As the fiftieth anniversary of Israeli statehood approaches, along with the commemoration of the hundredth anniversary of the World Zionist Organization, the question of what is meant by a "Jewish" state is particularly timely. Alan Dowty takes on that question in a book that is admirable for its clarity and its comprehensive interpretation of the historical roots and contemporary functioning of Israel.
Israeli nationhood, democracy, and politics did not unfold in a social or political vacuum, but developed from power-sharing practices in pre-state Jewish communities in Palestine and in Eastern Europe. Dowty elucidates the broad cluster of cultural, historical, and ideological tenets which came to comprise Israel's contemporary political system. He demonstrates that such tenets were not arbitrary but in fact developed logically from Jewish political habits and the circumstances of time. Dowty illustrates how these traditions are balanced with those of ideology and modernization, and he provides an integrated, sophisticated analysis of the Israeli nation's formation and present state.
Dowty also proposes thoughtful answers to puzzles regarding the strengths and weaknesses of Israeli democracy in responding to the challenges of communal divisions, religious contention, the country's non-Jewish minority, and accommodation with the Palestinians. The Jewish State will be invaluable for anyone looking for that one book that gives an intelligent overview of both Israel today and of its origins.

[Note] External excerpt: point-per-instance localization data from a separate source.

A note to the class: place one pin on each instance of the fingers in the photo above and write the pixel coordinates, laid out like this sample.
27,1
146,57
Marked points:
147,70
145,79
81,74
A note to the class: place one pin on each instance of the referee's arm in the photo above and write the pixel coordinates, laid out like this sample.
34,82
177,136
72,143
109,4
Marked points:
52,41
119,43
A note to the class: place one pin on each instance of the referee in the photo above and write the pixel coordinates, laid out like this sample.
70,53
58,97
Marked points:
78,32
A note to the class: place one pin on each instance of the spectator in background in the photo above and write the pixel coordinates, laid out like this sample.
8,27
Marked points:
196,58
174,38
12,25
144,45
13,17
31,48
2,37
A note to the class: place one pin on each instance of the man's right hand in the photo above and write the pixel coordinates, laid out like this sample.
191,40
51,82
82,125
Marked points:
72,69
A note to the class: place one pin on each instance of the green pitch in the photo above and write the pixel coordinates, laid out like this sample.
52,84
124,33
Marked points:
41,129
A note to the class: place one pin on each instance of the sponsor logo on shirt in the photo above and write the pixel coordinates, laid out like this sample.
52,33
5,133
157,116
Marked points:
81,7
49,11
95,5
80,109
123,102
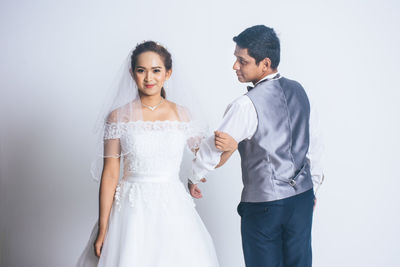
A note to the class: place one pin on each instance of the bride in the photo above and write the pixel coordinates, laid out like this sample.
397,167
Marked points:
147,218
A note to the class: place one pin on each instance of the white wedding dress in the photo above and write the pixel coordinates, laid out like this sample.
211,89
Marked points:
153,221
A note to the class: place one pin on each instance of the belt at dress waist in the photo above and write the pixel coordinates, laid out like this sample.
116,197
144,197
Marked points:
151,178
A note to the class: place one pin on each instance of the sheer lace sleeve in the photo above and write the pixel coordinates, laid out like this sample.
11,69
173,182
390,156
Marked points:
112,130
112,135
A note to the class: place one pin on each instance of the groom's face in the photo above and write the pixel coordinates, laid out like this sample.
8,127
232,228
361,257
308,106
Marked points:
246,68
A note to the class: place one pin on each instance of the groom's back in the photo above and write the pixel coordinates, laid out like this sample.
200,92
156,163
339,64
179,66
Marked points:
274,164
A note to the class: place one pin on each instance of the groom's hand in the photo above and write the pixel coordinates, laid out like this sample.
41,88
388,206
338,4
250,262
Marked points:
225,142
194,189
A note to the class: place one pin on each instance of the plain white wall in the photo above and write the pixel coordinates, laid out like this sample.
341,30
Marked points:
58,57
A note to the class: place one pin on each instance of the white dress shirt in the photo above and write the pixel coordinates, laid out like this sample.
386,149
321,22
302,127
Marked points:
240,121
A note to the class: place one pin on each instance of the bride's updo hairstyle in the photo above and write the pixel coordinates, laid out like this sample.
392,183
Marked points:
151,46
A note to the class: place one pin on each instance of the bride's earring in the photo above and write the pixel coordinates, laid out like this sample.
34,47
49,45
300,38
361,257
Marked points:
166,86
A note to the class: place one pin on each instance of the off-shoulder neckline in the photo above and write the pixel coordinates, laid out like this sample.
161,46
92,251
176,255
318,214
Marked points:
155,121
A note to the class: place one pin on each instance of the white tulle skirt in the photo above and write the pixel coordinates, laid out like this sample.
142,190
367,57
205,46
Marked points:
152,224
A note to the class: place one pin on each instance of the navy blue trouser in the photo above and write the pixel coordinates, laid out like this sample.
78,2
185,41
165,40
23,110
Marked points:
278,233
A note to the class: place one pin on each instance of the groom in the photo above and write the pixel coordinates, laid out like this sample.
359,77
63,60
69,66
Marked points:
271,122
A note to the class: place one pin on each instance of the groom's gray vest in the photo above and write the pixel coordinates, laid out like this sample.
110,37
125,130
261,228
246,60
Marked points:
274,163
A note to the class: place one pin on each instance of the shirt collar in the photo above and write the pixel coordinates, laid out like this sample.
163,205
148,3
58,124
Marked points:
269,76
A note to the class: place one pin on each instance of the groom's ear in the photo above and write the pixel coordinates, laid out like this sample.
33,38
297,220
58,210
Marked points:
266,63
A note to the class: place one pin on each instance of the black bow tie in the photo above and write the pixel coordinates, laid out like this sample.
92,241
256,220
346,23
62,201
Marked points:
249,88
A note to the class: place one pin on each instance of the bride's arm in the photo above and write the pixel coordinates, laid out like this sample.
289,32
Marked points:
109,181
108,185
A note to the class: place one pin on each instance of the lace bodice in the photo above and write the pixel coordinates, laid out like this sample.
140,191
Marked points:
153,148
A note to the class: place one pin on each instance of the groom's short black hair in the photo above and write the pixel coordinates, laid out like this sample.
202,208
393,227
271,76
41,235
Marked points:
261,42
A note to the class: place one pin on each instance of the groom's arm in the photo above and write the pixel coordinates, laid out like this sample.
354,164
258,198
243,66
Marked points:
240,122
315,150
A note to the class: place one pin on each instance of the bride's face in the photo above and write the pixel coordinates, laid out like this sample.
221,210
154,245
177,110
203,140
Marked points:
150,73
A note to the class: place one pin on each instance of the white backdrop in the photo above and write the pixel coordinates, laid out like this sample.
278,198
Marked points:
57,56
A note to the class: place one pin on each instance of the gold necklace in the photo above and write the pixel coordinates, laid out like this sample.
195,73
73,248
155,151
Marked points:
152,108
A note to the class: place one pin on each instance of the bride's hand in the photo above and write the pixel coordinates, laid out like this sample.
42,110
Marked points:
194,190
225,142
98,244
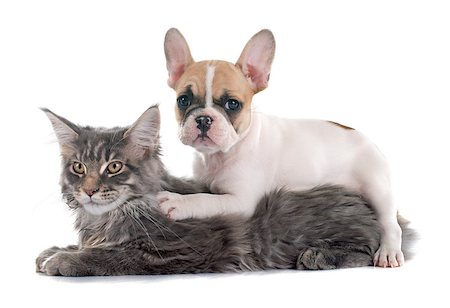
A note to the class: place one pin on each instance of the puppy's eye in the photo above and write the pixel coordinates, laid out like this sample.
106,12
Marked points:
114,167
232,105
78,168
184,101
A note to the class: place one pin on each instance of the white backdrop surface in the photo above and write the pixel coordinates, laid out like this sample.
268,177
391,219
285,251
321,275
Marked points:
382,67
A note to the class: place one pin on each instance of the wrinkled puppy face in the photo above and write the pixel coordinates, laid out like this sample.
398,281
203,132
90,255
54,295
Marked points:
214,97
213,105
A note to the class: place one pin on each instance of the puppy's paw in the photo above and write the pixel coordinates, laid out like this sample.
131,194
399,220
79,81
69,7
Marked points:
388,257
173,205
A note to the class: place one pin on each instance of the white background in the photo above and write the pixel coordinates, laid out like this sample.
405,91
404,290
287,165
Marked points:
382,67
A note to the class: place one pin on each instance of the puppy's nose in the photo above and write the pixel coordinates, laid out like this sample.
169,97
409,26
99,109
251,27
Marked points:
204,123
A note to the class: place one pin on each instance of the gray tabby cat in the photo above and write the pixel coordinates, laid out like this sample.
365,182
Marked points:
110,178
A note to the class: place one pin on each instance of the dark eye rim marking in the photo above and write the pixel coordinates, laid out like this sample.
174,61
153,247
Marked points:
74,171
226,100
185,99
119,170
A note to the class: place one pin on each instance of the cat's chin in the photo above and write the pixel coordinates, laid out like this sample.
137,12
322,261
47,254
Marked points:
100,209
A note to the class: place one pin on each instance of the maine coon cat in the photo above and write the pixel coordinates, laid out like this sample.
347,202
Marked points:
110,178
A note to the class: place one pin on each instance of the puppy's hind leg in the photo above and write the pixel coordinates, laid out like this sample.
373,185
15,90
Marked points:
373,174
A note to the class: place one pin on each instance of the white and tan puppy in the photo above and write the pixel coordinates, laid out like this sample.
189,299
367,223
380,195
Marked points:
243,155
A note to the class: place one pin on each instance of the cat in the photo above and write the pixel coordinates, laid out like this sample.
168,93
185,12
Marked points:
110,178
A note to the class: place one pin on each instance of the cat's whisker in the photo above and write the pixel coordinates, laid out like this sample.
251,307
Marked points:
136,219
158,224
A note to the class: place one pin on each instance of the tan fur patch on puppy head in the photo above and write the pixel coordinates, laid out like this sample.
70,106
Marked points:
212,84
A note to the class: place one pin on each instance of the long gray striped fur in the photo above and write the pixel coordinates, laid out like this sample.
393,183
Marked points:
324,228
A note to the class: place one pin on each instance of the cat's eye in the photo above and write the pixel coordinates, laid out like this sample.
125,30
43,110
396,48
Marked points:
78,168
114,167
184,101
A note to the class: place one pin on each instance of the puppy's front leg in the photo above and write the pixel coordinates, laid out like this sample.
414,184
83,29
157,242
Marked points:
178,207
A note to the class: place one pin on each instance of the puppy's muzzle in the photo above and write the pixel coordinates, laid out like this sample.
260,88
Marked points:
204,124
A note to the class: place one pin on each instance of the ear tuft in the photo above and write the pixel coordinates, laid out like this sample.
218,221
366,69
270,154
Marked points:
178,55
256,59
143,135
66,132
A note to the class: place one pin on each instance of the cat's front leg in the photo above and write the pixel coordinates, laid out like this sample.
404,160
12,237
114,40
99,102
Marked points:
65,263
47,254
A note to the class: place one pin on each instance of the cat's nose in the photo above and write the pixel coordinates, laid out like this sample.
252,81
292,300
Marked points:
90,192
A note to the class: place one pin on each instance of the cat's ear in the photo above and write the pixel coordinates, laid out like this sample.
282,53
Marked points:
143,136
66,132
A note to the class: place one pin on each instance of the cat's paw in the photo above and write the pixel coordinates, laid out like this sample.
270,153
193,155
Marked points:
63,263
44,256
173,205
388,257
315,259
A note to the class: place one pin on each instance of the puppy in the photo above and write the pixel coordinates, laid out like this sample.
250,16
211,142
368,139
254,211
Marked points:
242,155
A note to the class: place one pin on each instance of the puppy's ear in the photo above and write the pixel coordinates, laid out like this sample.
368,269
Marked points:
178,55
256,59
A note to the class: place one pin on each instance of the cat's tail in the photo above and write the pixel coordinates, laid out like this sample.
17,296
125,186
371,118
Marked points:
409,237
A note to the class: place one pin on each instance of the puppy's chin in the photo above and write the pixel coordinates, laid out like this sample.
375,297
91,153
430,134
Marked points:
217,139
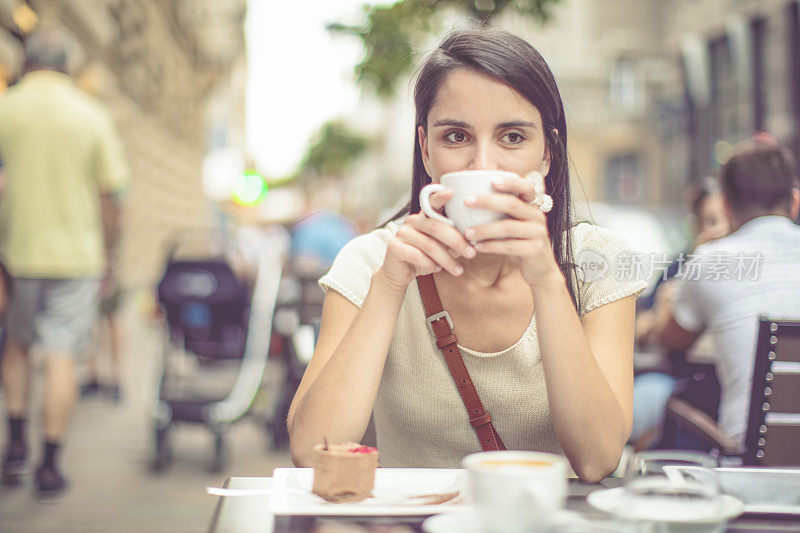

Dowty's The Jewish State: A Century Later, examines the state of Israeli democracy over the course of its development, but overwhelmingly in its more modern aspects, which in this case is the late 1990s. Dowty has some interesting things to say about the development of democratic institutions in Israel. For a people who mostly hailed from authoritarian regimes in Eastern Europe, democratic options seemed unlikely for the early Zionists. But Dowty convincingly traces the development of democratic, consensus politics in European Jewish communities to the kind of representational, parliamentarian democracy that developed in Israel. The roots of Israel democracy existed in the religious context of the traditional Jewish enclave, and found free expression in Zionist institutions and settings. Dowty examines both the up and down sides of this system of consensus, and he tackles the thorny issues confronting Israeli democracy (rights for the Arab Israeli minority, the status of West Bank Arabs, the threat from theocratic, right wing religious Zionists) with honesty and complexity. All in all, this work provides a comprehensive and readable account of a unique society and in institutions. For anyone interested in the nuts and bolts of Israeli democracy, this book is crucial.